Some years ago, Tom Cruise starred in a movie called Minority Report. The plot revolves around three human “pre-cogs” who can tell when a murder is about to happen. Cruise and company swoop in, arrest the murderer before he or she can commit his crime, and save the day. Things begin to unravel when—to give away the ending—it turns out that three pre-cogs are not always in unanimous agreement but that the dissenting, minority reports are suppressed.
The phrase “minority report” has been stuck in my head lately—but in the context of the church in 2013, not Tom Cruise in 2054. A clear majority of Anglicans are female—yet three weeks worth of reporting in The Church Times about the GAFCON II conference in Nairobi quoted precisely one woman and allotted her one word: an unnamed Ugandan priest was to said have voted “No” on the final communique.
This is not to pick on either GAFCON or The Church Times. The four Anglican Instruments of Communion—the Archbishop of Canterbury, the Primates Meetings, the Lambeth Conference, and the Anglican Consultative Council—are all dominated by men. (In part, this is because they are dominated by bishops, who tend to be male.) The people who are the primary drivers about debates about global Anglican futures tend to be male as well.
Anglicans have been led to believe that there are two sides in debates about our future: the liberals and the conservatives, each presenting unified and diametrically opposing views. But just as Cruise et al. had to learn that the unanimity of their pre-cogs was not what it seemed, so too Anglicans have to learn that we are dealing with more diversity than we may have imagined.

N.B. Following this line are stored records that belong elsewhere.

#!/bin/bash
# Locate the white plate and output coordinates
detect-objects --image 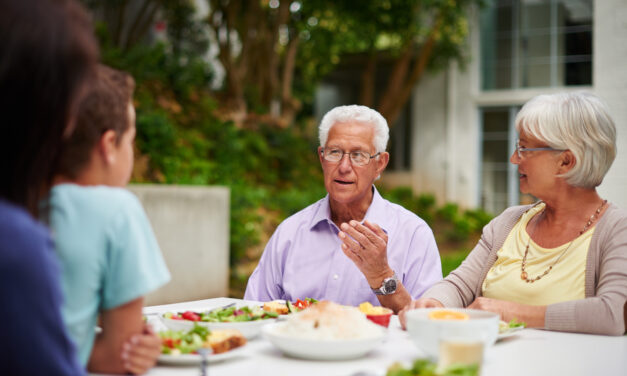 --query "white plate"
[261,322,385,360]
[496,326,525,341]
[158,345,245,366]
[159,314,276,339]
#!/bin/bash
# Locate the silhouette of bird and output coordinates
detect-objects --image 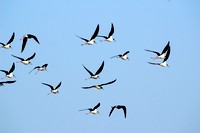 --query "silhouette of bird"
[83,61,104,80]
[110,51,129,60]
[145,41,170,60]
[76,24,99,46]
[42,82,62,95]
[12,53,36,65]
[21,34,40,53]
[0,80,16,86]
[82,79,117,90]
[97,23,115,42]
[79,103,100,115]
[0,32,15,49]
[0,63,15,79]
[148,46,170,67]
[29,64,48,75]
[109,105,127,118]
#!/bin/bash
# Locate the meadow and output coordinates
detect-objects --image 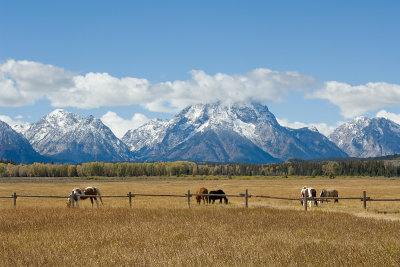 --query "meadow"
[0,178,400,266]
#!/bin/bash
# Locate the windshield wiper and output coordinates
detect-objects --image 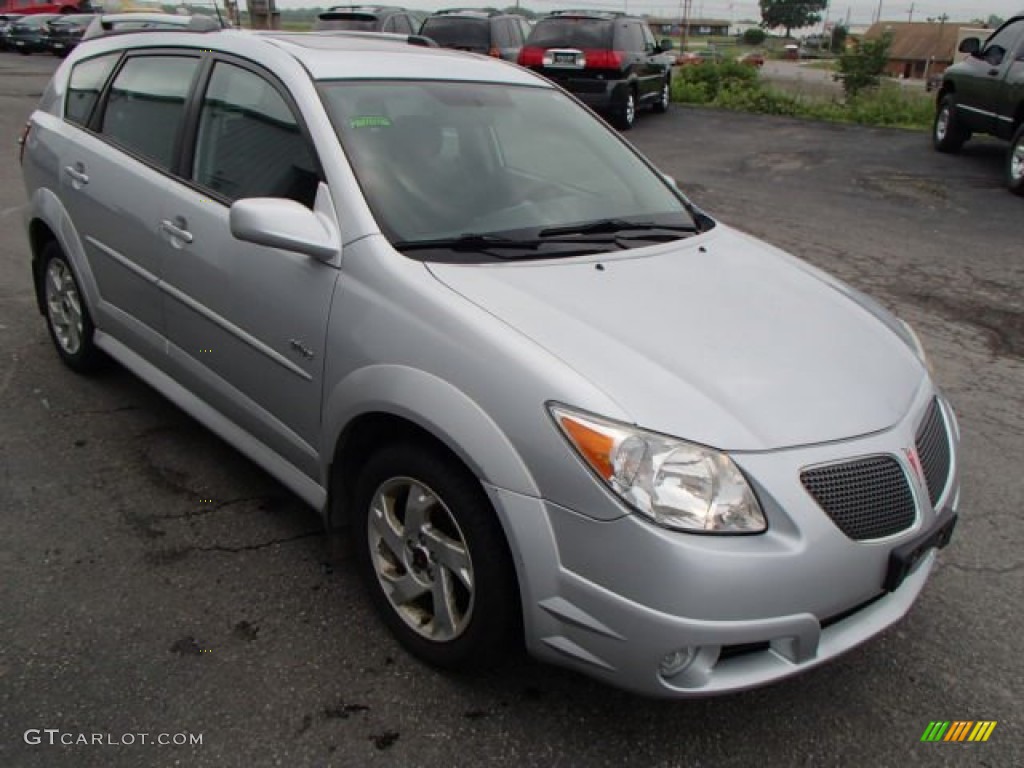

Part of the purpose of my writing a book about the Anglican Communion that tries to move beyond bishops and describe life at the grassroots level in different parts of the world was to demonstrate that the loudest voices in the Communion are rarely the most representative—no matter how strenuously they claim they are.
All of this is to say something obvious: the church has a long way to go before we start reflecting the reality of the body of Christ in which we are joined.
This is not to say that the wounds of the Anglican Communion would be healed if we put women in charge. As I show in Backpacking through the Anglican Communion, my experience does not show that women somehow believe in unity and reconciliation in a way that men do not. But it is to say that the model of communion that has been put forth in the last several years has been one that has privileged a handful of voices and disregarded (suppressed?) a huge number of others.
So when we read reports foretelling the death of the Anglican Communion that are authored solely by men, we should label those minority reports—for that is precisely what they are.